Adaptive Feature Ranking for Unsupervised Transfer Learning
Transfer Learning is concerned with the application of knowledge gained from solving a problem to a different but related problem domain. In this paper, we propose a method and efficient algorithm for ranking and selecting representations from a Restricted Boltzmann Machine trained on a source domain to be transferred onto a target domain. Experiments carried out using the MNIST, ICDAR and TiCC image datasets show that the proposed adaptive feature ranking and transfer learning method offers statistically significant improvements on the training of RBMs. Our method is general in that the knowledge chosen by the ranking function does not depend on its relation to any specific target domain, and it works with unsupervised learning and knowledge-based transfer.

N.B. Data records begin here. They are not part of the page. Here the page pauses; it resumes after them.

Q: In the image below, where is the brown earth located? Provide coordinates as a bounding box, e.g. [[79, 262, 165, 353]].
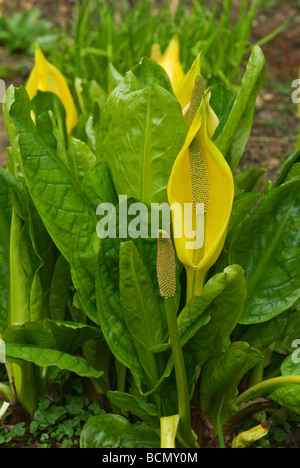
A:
[[0, 0, 300, 179]]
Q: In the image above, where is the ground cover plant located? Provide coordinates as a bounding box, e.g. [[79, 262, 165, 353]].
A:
[[0, 2, 300, 448]]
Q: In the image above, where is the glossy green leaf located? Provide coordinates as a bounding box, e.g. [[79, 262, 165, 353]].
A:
[[10, 87, 87, 261], [67, 137, 96, 183], [239, 313, 288, 352], [80, 413, 160, 448], [214, 46, 265, 172], [229, 181, 300, 324], [234, 167, 266, 192], [107, 391, 159, 425], [5, 343, 103, 378], [199, 342, 262, 424], [119, 241, 165, 386], [49, 255, 72, 320], [0, 168, 12, 335], [95, 232, 145, 390], [97, 61, 187, 203], [71, 163, 117, 323], [185, 265, 247, 366]]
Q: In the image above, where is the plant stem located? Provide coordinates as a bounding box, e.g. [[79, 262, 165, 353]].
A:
[[216, 397, 226, 448], [165, 297, 195, 447], [296, 121, 300, 151], [186, 268, 205, 303], [236, 375, 300, 405]]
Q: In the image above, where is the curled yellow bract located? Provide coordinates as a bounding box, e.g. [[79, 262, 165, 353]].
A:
[[25, 44, 78, 133], [168, 83, 234, 298]]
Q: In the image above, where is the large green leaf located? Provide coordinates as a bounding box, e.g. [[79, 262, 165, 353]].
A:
[[10, 87, 88, 261], [96, 199, 171, 388], [214, 46, 265, 172], [0, 168, 12, 335], [5, 343, 103, 378], [119, 241, 165, 386], [80, 413, 160, 448], [71, 163, 117, 323], [95, 232, 145, 390], [199, 342, 262, 424], [229, 181, 300, 324], [107, 391, 159, 425], [97, 61, 187, 203], [149, 265, 247, 398], [185, 265, 247, 366]]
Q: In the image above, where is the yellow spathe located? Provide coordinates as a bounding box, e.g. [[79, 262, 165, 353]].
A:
[[168, 89, 234, 296], [26, 44, 78, 133]]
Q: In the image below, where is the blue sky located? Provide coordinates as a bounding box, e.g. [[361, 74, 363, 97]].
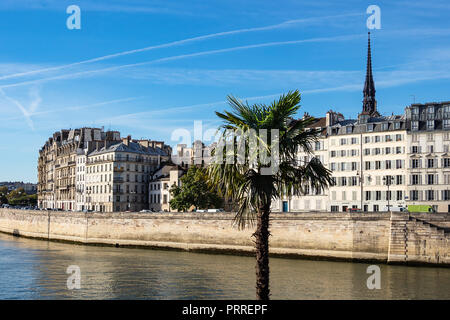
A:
[[0, 0, 450, 182]]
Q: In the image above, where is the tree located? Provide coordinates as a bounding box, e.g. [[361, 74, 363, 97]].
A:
[[170, 166, 223, 211], [207, 90, 332, 300], [0, 186, 8, 204]]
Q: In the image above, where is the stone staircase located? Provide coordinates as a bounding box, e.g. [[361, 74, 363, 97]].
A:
[[388, 213, 450, 264]]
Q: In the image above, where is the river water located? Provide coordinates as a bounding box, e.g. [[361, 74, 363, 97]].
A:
[[0, 234, 450, 299]]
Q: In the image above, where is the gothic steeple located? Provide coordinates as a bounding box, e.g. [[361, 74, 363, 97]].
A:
[[363, 32, 379, 117]]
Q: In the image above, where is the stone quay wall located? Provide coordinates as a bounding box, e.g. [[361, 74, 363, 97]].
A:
[[0, 209, 450, 266]]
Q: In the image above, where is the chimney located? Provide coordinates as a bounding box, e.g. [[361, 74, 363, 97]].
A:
[[139, 140, 150, 148], [325, 110, 334, 127], [122, 135, 131, 146]]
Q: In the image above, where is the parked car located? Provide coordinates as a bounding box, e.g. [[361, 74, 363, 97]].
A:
[[347, 208, 362, 212], [208, 209, 224, 212]]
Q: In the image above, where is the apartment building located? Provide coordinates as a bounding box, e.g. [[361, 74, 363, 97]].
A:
[[38, 128, 171, 212], [86, 136, 169, 212], [271, 113, 329, 212], [328, 114, 406, 211], [149, 164, 186, 212], [405, 101, 450, 212], [37, 128, 110, 210]]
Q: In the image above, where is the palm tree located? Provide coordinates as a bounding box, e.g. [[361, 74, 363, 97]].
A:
[[207, 90, 332, 300]]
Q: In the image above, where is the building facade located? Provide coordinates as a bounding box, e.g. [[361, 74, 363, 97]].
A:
[[149, 164, 186, 212], [272, 34, 450, 212], [38, 128, 171, 212], [405, 101, 450, 212]]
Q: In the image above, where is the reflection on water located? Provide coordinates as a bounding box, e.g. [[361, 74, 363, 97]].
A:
[[0, 234, 450, 299]]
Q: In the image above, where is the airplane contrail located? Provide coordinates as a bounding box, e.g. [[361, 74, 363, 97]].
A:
[[0, 34, 366, 88], [0, 13, 362, 80]]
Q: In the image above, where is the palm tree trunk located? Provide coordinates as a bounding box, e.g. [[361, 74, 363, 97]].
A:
[[254, 205, 270, 300]]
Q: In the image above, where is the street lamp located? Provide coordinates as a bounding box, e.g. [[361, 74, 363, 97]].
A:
[[356, 170, 364, 212], [383, 176, 392, 212]]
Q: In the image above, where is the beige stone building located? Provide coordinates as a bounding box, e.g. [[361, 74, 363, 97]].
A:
[[38, 128, 171, 212], [406, 101, 450, 212], [149, 164, 186, 212]]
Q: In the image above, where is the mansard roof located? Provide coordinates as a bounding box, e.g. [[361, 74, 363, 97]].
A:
[[89, 141, 167, 156]]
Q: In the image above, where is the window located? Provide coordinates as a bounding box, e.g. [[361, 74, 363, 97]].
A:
[[314, 141, 320, 151], [375, 161, 381, 170], [386, 160, 392, 169], [442, 190, 450, 200], [442, 119, 450, 129], [442, 158, 450, 168], [386, 190, 392, 200]]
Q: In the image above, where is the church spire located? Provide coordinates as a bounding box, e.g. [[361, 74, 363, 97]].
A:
[[363, 32, 379, 116]]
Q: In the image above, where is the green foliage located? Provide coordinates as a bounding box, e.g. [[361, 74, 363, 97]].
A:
[[207, 90, 332, 227], [170, 166, 223, 211]]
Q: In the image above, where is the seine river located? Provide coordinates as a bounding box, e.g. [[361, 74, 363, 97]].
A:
[[0, 234, 450, 299]]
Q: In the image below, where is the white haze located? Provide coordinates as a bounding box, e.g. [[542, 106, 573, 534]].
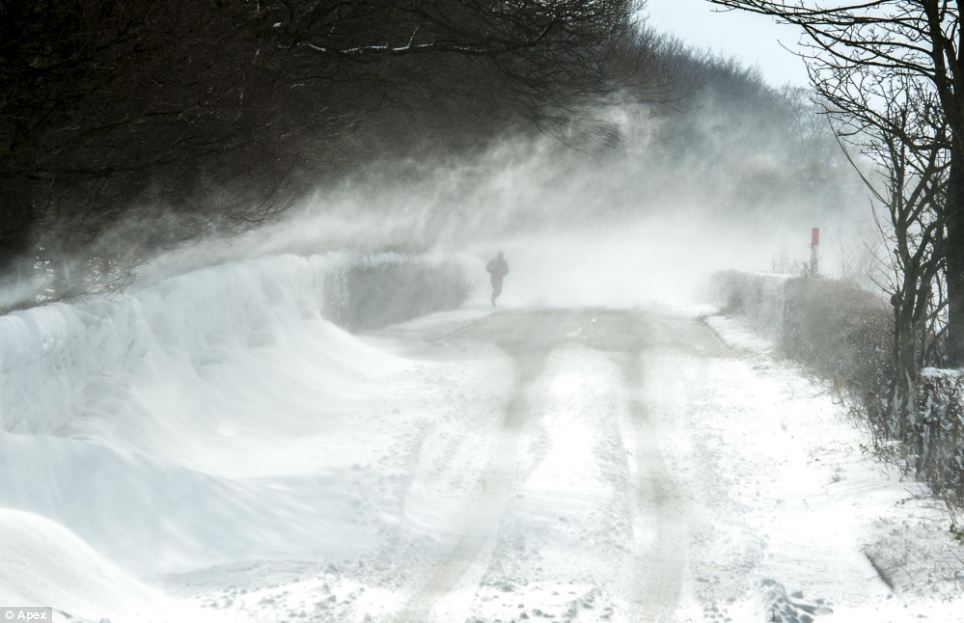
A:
[[124, 98, 870, 307]]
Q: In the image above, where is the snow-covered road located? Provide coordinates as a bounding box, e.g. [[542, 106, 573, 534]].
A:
[[0, 290, 964, 623]]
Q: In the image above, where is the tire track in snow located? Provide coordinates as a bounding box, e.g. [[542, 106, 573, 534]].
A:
[[395, 341, 548, 623], [623, 351, 688, 623]]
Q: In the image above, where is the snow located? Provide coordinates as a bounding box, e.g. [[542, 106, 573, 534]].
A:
[[0, 256, 964, 623]]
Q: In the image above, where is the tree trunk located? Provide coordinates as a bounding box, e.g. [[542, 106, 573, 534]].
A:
[[945, 150, 964, 367], [0, 178, 36, 273]]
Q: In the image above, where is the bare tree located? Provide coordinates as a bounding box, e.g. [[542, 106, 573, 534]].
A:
[[708, 0, 964, 365]]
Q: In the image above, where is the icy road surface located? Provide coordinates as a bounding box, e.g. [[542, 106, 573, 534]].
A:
[[0, 300, 964, 623]]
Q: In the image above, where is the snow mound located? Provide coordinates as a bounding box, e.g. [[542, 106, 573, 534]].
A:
[[0, 509, 222, 621]]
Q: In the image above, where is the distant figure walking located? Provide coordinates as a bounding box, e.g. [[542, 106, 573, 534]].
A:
[[485, 251, 509, 307]]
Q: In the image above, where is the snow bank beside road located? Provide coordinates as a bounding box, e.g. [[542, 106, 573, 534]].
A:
[[0, 255, 482, 574], [0, 509, 225, 623]]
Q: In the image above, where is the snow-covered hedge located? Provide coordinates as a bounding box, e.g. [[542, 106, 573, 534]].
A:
[[915, 368, 964, 503], [712, 271, 964, 503]]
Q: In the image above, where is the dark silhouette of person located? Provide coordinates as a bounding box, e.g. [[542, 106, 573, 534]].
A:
[[485, 251, 509, 307]]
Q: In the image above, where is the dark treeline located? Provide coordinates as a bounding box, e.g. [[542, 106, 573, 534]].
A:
[[0, 0, 844, 295], [0, 0, 643, 266]]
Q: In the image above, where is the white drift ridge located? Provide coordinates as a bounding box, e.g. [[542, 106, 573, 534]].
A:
[[0, 254, 474, 612]]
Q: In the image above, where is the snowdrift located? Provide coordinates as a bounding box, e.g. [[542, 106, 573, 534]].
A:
[[0, 255, 474, 576]]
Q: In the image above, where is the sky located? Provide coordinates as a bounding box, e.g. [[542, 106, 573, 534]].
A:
[[645, 0, 807, 87]]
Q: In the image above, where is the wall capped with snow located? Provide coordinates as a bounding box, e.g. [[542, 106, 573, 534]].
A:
[[915, 368, 964, 504], [0, 254, 468, 434]]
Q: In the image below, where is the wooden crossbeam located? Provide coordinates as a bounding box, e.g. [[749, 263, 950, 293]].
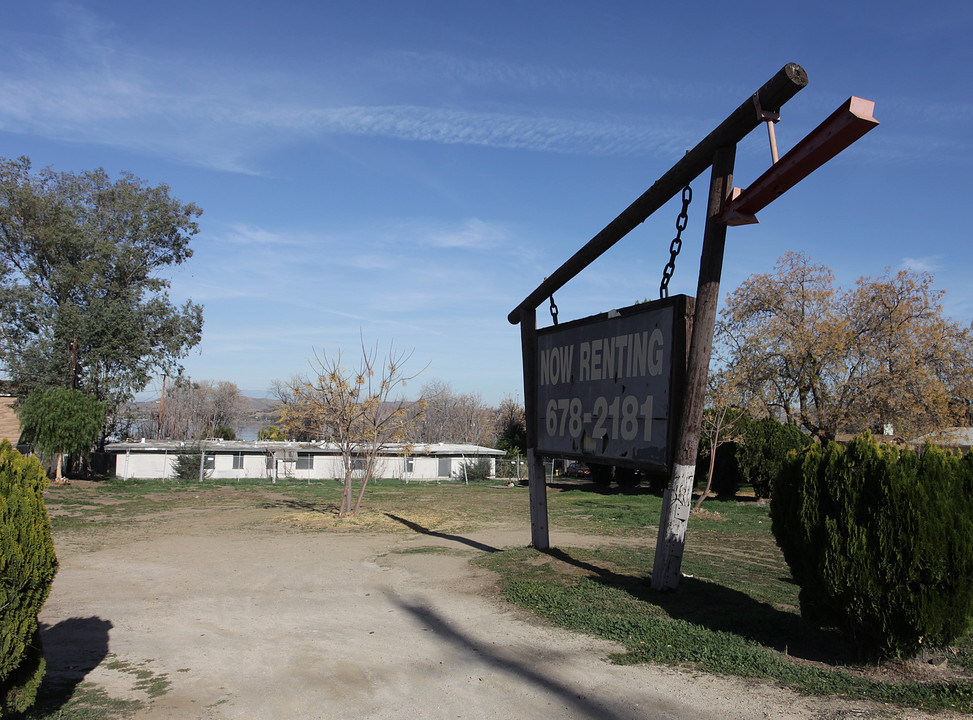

Keywords: Feature Selection, Transfer Learning, Restricted Boltzmann Machines
Transfer Learning is concerned with the application of knowledge gained from solving a problem to a different but related problem domain. A number of researchers in Machine Learning have argued that the provision of supplementary knowledge should help improve learning performance [15, 2, 12, 1, 11, 14, 9, 3]. In Transfer Learning [10, 1, 11, 14], knowledge from a source domain can be used to improve performance in a target domain by assuming that related domains have some knowledge in common. In connectionist transfer learning, many approaches transfer the knowledge selected specifically based on the target, and (in some cases) with the provision of labels in the source domain [8, 16]. In constrast, we are interested in selecting the representations that can be transferred in general to the target without the provision of labels in the source domain, which is similar to self-taught learning [11, 6]. In addition, we propose to study how much knowledge should be transferred to the target domain, which has not been studied yet in self-taught mode.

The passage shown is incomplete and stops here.